We recommend the construction of over 300,000 new permanent shelter-rate housing units and enhanced rental supports for low-income Canadians.
We recommend the meaningful implementation of the right to housing. Immediately purchase or build 3,000 homes that are shelter-rate homes.
Develop and fund an aggressive acquisition strategy and work in partnership with provincial, municipal and non-profit sectors to purchase properties and assets for shelter-rate permanent housing now.
Prevent those with deep pockets from sweeping up assets and protect against predatory purchasing of properties.
Make reconciliation a reality through respectful engagement with indigenous peoples and no pipelines on unceded territories and by following the recommendations of Red Women Rising, the UN Declaration on the Rights of Indigenous Peoples, and the Truth and Reconciliation Commission.

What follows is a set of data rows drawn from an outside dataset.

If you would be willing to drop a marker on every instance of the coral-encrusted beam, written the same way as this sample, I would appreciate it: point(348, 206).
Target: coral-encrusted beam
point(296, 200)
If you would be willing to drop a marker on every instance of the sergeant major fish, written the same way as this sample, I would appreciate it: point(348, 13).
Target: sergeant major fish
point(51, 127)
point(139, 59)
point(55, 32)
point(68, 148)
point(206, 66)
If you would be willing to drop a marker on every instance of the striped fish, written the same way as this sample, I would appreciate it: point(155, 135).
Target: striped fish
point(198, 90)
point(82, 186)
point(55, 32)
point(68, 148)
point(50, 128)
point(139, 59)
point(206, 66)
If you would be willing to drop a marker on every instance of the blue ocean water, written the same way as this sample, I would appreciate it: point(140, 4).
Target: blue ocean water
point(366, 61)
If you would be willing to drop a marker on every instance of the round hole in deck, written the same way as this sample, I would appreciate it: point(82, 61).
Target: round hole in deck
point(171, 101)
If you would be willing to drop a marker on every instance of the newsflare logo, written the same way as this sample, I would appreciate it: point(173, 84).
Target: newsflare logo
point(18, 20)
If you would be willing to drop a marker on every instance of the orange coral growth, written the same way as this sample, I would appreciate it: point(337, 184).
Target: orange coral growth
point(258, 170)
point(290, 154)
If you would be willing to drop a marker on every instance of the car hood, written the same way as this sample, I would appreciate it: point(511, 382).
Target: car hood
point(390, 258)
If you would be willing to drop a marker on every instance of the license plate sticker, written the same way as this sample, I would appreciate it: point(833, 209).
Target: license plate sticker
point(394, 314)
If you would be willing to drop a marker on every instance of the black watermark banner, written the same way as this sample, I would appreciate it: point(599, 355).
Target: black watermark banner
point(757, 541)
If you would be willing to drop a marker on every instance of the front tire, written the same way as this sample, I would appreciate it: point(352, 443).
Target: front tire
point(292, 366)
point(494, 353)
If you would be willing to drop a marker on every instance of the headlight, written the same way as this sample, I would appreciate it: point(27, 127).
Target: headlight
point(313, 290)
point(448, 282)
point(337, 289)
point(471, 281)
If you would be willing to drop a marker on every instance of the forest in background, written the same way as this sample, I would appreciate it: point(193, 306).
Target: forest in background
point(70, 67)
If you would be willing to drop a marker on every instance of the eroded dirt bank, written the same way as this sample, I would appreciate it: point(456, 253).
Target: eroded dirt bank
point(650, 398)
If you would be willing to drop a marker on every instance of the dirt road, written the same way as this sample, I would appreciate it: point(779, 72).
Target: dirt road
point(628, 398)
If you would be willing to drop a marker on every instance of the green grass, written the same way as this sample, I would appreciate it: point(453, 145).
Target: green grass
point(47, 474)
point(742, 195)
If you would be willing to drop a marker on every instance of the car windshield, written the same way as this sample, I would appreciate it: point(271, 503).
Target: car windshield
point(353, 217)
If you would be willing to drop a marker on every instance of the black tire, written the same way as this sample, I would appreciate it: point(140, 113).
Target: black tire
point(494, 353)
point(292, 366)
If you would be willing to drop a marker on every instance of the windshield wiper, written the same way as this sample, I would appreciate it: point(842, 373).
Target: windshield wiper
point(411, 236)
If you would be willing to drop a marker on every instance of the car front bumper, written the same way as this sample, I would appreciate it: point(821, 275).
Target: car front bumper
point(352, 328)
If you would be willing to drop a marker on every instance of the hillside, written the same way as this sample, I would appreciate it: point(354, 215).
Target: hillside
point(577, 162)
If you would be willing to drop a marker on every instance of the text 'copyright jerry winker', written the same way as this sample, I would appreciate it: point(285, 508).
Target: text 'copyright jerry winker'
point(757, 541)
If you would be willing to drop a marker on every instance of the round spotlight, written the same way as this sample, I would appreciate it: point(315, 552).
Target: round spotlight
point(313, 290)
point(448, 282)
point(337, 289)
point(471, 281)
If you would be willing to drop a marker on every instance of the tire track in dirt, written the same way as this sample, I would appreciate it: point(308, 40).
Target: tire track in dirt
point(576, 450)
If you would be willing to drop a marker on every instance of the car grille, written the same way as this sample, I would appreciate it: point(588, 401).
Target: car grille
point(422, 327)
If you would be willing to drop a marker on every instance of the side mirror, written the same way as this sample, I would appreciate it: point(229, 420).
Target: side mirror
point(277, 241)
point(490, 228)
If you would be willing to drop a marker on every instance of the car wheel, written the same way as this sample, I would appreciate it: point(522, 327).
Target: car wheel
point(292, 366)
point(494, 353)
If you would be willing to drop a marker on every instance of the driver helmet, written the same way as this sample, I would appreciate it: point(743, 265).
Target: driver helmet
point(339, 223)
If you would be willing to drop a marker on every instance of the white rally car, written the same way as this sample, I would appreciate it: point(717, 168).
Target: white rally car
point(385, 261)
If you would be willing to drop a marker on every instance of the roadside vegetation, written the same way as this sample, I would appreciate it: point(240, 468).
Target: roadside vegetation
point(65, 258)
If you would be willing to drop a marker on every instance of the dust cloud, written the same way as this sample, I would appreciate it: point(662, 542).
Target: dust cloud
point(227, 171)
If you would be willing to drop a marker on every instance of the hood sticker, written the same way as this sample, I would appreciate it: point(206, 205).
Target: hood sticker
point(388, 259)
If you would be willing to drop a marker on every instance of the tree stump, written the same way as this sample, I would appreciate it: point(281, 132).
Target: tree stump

Given that urban indigenous people are overrepresented among the homeless population, the federal government needs a national strategy addressing urban indigenous, one that is led by indigenous people for indigenous people.
Don't further displace indigenous people from unceded land by moving people encamped on federal lands or spaces. Let the homeless—mostly indigenous people—stay at CRAB Park, where they are safely encamped now but are facing an injunction that will displace them into streets and alleys that are more dangerous.
Enact the national protocol on tent encampments written by former UN rapporteur on adequate housing, Leilani Farha.
Invest in the guidance and direction of peers to ensure the efficacy and appropriateness of any response to homelessness.
Work with provinces and territories to provide adequate supplies of personal protective equipment to peers and front-line workers.
Finally, ensure access to real safe supply. The opioid crisis remains the biggest health and safety threat in the Downtown Eastside.
Thank you very much for your attention.